1. Microbe-based biocontrol applications hold the potential to become an efficient way to control plant pathogen disease outbreaks in the future. However, their efficiency is still very variable, which could be due to their sensitivity to the abiotic environmental conditions. 2. Here we assessed how environmental temperature variation correlates with the Ralstonia pickettii, an endophytic bacterial biocontrol agent, ability to suppress Ralstonia solanacearum pathogen during different tomato crop seasons in China. 3. We found that the pathogen suppression was highest when the seasonal mean temperatures were around 20 °C and rapidly decreased with increasing mean crop season temperatures. Interestingly, low levels of disease incidence did not correlate with low pathogen or high biocontrol agent absolute densities. Instead, the biocontrol to pathogen density ratio was more important predictor of disease incidence levels between different crop season. To understand this mechanistically, we measured the growth and strength of competition between the biocontrol agent and the pathogen over a naturally occurring temperature gradient in vitro. We found that the biocontrol strain grew relatively faster at low, and the pathogen at high temperature ranges, and that similar to field experiments, pathogen suppression peaked at 20° C. 4. Together our results suggest that temperature-mediated changes in the strength of bacterial competition could potentially explain the variable R. solanacearum biocontrol outcomes between different crop seasons in China. 5. Synthesis and applications. Bacterial strains that can retain their functionality regardless of the environmental conditions (i.e. have flat reaction norms), could be good candidate species for developing more consistent biocontrol applications.

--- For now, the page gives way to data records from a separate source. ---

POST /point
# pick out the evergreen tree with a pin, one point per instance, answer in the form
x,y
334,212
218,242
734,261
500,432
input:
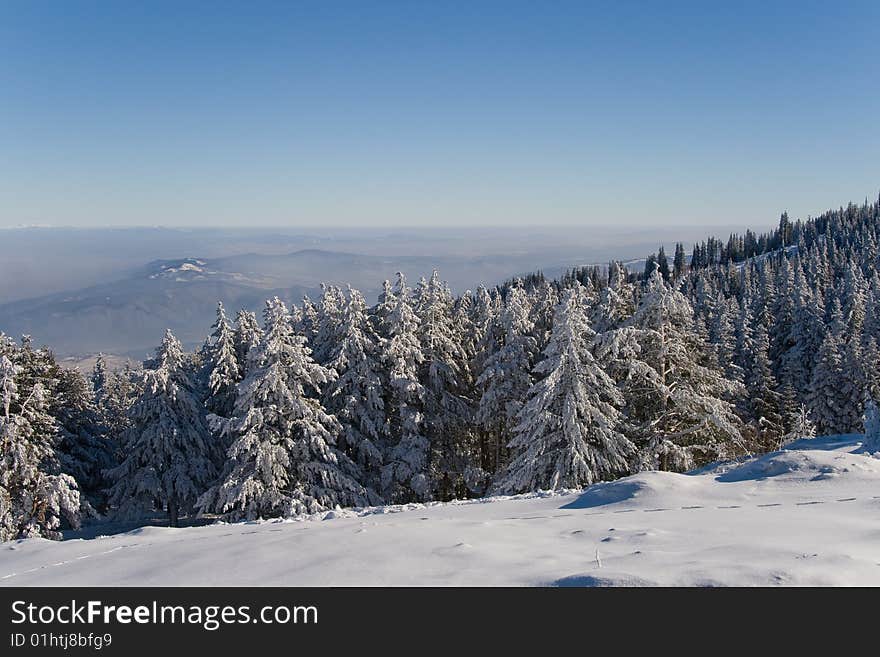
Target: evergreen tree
x,y
85,452
568,433
405,476
168,453
445,379
247,336
505,380
282,459
678,405
356,397
224,371
35,496
872,427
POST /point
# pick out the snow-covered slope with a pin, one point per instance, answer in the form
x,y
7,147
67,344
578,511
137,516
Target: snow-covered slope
x,y
809,515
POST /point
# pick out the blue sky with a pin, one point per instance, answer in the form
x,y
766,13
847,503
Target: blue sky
x,y
448,113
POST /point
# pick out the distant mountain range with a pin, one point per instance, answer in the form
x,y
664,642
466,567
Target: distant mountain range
x,y
127,317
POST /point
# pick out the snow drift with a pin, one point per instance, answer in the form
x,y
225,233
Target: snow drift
x,y
807,515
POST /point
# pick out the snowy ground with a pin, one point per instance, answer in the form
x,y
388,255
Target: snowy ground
x,y
806,516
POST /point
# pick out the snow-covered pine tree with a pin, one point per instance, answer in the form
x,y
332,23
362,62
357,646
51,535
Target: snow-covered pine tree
x,y
568,433
503,384
871,443
764,399
282,460
801,427
679,406
168,452
223,369
34,494
247,336
616,300
357,396
325,344
406,475
542,304
99,378
307,321
446,381
823,393
85,451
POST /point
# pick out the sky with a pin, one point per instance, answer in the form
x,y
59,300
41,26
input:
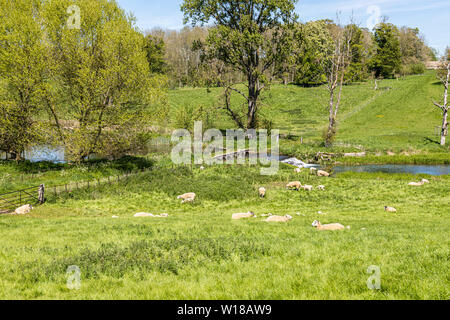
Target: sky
x,y
432,17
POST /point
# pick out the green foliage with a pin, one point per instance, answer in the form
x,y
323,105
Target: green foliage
x,y
387,59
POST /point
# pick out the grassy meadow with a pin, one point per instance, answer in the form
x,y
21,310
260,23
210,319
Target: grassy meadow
x,y
198,252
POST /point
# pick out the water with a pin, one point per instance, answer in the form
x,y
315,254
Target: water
x,y
434,170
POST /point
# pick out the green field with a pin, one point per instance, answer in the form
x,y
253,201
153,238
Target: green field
x,y
198,252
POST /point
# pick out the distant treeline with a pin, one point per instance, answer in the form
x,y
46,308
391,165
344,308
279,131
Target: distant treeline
x,y
388,51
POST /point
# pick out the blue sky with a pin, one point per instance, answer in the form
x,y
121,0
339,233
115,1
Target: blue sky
x,y
432,17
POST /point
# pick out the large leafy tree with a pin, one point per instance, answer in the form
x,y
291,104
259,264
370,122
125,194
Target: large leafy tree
x,y
387,59
249,36
23,73
103,88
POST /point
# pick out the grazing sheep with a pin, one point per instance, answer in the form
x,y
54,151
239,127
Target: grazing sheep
x,y
237,216
262,192
143,214
285,218
295,185
23,209
321,173
389,209
331,226
187,197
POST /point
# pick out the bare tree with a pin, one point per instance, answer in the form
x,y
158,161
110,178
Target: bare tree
x,y
444,78
336,66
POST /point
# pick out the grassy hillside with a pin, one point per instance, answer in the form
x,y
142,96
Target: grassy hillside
x,y
198,252
399,116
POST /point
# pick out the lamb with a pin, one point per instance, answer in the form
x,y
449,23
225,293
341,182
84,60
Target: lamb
x,y
389,209
285,218
187,197
262,192
237,216
24,209
321,173
331,226
295,184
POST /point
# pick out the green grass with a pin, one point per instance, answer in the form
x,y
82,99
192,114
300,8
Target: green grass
x,y
198,252
402,119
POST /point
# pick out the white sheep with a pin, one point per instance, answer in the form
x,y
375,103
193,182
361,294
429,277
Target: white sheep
x,y
331,226
295,184
321,173
237,216
262,192
285,218
389,209
187,197
24,209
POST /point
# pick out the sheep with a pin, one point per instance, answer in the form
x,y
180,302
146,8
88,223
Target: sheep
x,y
237,216
295,184
23,209
321,173
389,209
285,218
187,197
331,226
143,214
262,192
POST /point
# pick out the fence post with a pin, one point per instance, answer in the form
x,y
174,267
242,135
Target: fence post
x,y
41,195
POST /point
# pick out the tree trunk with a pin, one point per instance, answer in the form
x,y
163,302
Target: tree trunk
x,y
444,130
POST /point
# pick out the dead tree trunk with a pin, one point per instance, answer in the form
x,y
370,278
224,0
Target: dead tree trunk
x,y
444,107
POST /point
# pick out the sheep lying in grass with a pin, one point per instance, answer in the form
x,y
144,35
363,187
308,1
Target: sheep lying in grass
x,y
187,197
321,173
24,209
237,216
294,185
262,192
331,226
285,218
389,209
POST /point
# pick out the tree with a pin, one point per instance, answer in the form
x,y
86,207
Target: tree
x,y
248,36
100,102
444,77
336,65
23,72
387,59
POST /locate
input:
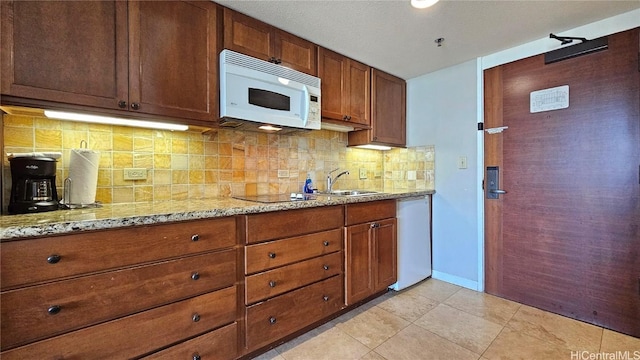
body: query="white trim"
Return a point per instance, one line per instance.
(456, 280)
(480, 175)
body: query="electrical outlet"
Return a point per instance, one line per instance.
(135, 174)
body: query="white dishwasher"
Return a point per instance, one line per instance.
(414, 241)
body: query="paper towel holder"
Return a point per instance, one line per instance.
(66, 198)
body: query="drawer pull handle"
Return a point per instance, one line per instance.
(54, 309)
(54, 259)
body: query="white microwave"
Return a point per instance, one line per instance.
(256, 93)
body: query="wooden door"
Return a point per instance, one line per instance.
(248, 36)
(358, 263)
(72, 52)
(332, 68)
(385, 254)
(173, 65)
(296, 53)
(566, 235)
(388, 97)
(358, 88)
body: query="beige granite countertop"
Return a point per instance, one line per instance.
(111, 216)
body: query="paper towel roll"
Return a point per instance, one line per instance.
(83, 172)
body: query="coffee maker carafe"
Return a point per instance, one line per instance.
(33, 185)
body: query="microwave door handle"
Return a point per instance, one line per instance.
(305, 110)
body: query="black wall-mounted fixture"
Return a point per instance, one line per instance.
(583, 48)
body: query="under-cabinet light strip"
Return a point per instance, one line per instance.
(61, 115)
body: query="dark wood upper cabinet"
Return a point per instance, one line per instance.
(255, 38)
(388, 108)
(345, 89)
(157, 58)
(173, 68)
(72, 52)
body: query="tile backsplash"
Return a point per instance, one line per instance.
(193, 165)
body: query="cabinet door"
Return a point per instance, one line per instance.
(247, 35)
(388, 97)
(358, 90)
(358, 263)
(173, 58)
(296, 53)
(71, 52)
(386, 264)
(331, 70)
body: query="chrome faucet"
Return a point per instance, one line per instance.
(330, 182)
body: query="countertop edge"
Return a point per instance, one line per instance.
(238, 207)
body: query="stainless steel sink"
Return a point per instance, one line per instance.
(352, 192)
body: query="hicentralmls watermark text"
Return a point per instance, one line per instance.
(615, 355)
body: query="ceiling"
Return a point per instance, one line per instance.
(394, 37)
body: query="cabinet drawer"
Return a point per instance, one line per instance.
(221, 344)
(284, 224)
(277, 281)
(36, 260)
(370, 211)
(28, 314)
(272, 254)
(285, 314)
(137, 334)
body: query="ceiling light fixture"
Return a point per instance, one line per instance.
(61, 115)
(422, 4)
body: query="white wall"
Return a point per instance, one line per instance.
(443, 108)
(442, 111)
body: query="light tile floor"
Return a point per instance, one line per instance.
(438, 320)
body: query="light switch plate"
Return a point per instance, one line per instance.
(135, 174)
(462, 162)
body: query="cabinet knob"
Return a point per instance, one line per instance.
(53, 259)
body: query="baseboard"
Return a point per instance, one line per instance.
(456, 280)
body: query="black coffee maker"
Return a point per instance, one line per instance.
(33, 185)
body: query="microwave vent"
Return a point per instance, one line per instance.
(233, 58)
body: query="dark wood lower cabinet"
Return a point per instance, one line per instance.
(280, 316)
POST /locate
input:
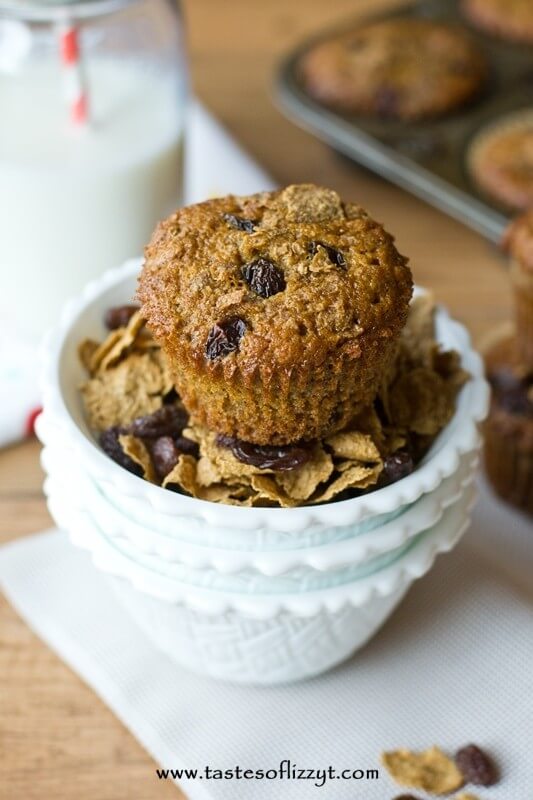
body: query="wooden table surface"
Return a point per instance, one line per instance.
(57, 739)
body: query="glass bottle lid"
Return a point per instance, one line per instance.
(53, 10)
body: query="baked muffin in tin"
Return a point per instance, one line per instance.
(500, 160)
(509, 19)
(401, 68)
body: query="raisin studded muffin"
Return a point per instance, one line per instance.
(510, 19)
(500, 160)
(279, 313)
(396, 68)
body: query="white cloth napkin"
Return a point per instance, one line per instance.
(214, 165)
(454, 665)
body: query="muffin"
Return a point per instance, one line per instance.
(279, 313)
(510, 19)
(401, 68)
(500, 160)
(509, 426)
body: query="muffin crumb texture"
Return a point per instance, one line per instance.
(132, 405)
(278, 313)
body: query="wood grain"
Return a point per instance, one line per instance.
(57, 739)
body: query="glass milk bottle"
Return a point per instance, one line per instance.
(92, 113)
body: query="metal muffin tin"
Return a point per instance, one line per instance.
(425, 157)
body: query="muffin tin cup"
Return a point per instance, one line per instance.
(427, 157)
(62, 375)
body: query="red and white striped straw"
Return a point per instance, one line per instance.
(74, 80)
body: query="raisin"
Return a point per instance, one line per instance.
(166, 421)
(240, 224)
(398, 466)
(263, 277)
(111, 446)
(164, 455)
(334, 255)
(119, 316)
(387, 101)
(512, 391)
(224, 338)
(187, 446)
(282, 458)
(476, 766)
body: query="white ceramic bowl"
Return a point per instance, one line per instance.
(262, 639)
(301, 569)
(62, 374)
(249, 636)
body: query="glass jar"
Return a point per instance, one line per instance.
(92, 103)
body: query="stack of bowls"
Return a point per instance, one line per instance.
(251, 595)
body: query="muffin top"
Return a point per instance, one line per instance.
(272, 282)
(519, 241)
(512, 19)
(396, 68)
(501, 160)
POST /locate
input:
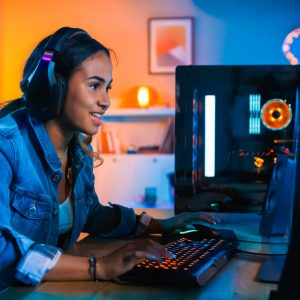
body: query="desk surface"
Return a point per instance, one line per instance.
(236, 280)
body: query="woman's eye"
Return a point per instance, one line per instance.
(94, 86)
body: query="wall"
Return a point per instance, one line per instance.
(226, 32)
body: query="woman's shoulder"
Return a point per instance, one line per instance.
(12, 123)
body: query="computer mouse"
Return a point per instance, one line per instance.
(200, 232)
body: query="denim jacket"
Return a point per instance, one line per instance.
(29, 204)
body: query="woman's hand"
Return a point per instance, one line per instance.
(124, 258)
(181, 221)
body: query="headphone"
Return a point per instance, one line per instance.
(45, 90)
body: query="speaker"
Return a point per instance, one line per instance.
(276, 114)
(277, 205)
(45, 91)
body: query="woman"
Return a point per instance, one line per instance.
(47, 184)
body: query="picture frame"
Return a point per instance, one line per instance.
(170, 43)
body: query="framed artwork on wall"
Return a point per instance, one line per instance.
(170, 44)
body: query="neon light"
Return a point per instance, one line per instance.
(209, 134)
(254, 113)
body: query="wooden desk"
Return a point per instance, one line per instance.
(235, 281)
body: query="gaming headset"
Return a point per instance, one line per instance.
(45, 91)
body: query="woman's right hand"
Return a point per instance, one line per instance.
(124, 258)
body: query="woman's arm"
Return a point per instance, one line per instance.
(72, 268)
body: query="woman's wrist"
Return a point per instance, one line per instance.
(93, 267)
(156, 226)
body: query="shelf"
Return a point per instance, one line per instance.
(123, 179)
(125, 114)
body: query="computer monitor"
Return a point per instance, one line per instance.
(231, 122)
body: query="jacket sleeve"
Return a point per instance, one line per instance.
(20, 257)
(110, 221)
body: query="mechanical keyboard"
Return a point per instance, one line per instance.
(195, 263)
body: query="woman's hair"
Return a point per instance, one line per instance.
(73, 52)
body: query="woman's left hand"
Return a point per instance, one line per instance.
(184, 220)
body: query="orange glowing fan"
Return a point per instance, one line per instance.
(276, 114)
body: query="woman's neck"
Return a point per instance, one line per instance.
(59, 137)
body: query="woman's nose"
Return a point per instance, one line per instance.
(104, 101)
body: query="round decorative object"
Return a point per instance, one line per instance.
(288, 42)
(276, 114)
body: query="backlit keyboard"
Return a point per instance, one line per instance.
(195, 263)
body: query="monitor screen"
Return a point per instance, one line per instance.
(231, 122)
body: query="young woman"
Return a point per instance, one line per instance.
(47, 194)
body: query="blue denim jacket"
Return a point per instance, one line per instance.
(29, 204)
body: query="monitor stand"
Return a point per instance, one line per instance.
(271, 269)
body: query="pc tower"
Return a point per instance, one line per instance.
(276, 211)
(231, 123)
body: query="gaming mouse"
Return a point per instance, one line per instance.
(200, 232)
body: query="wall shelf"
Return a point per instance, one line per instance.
(128, 114)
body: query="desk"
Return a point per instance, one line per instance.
(236, 280)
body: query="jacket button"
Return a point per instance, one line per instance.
(32, 209)
(55, 177)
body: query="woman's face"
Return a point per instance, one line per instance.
(87, 96)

1. 基于微生物的生物防治应用，未来有望成为防控植物病原物病害暴发的高效手段。然而其防控效果仍存在显著波动，这可能与其对非生物环境条件的敏感性有关。2. 本研究针对中国不同番茄种植季，探究了环境温度波动与生防内生细菌皮氏罗尔斯顿菌（Ralstonia pickettii）抑制青枯劳尔氏菌（Ralstonia solanacearum）病原物的能力之间的关联。3. 研究发现，当季平均温度约为20℃时，病原物抑制效果最佳，且随作物季平均温度升高，抑制效果会快速下降。值得注意的是，低病害发生率与低病原物密度或高生防菌绝对密度并无关联；相较而言，生防菌与病原物的密度比，是不同种植季间病害发生率的更重要预测因子。为从机制层面解析这一现象，我们在体外针对自然存在的温度梯度，测定了生防菌与病原物的生长情况及竞争强度。结果显示，生防菌株在低温范围内生长速度相对更快，而病原物则在高温范围内生长更优；且与田间试验结果一致，病原物抑制效果在20℃时达到峰值。4. 综合来看，我们的研究结果表明，温度介导的细菌竞争强度变化，或可解释中国不同作物季中青枯劳尔氏菌生防效果存在差异的现象。5. 综合与应用启示：无论环境条件如何变化均能保持其功能（即反应规范平坦）的细菌菌株，有望成为开发更稳定生物防治应用的优质候选菌种。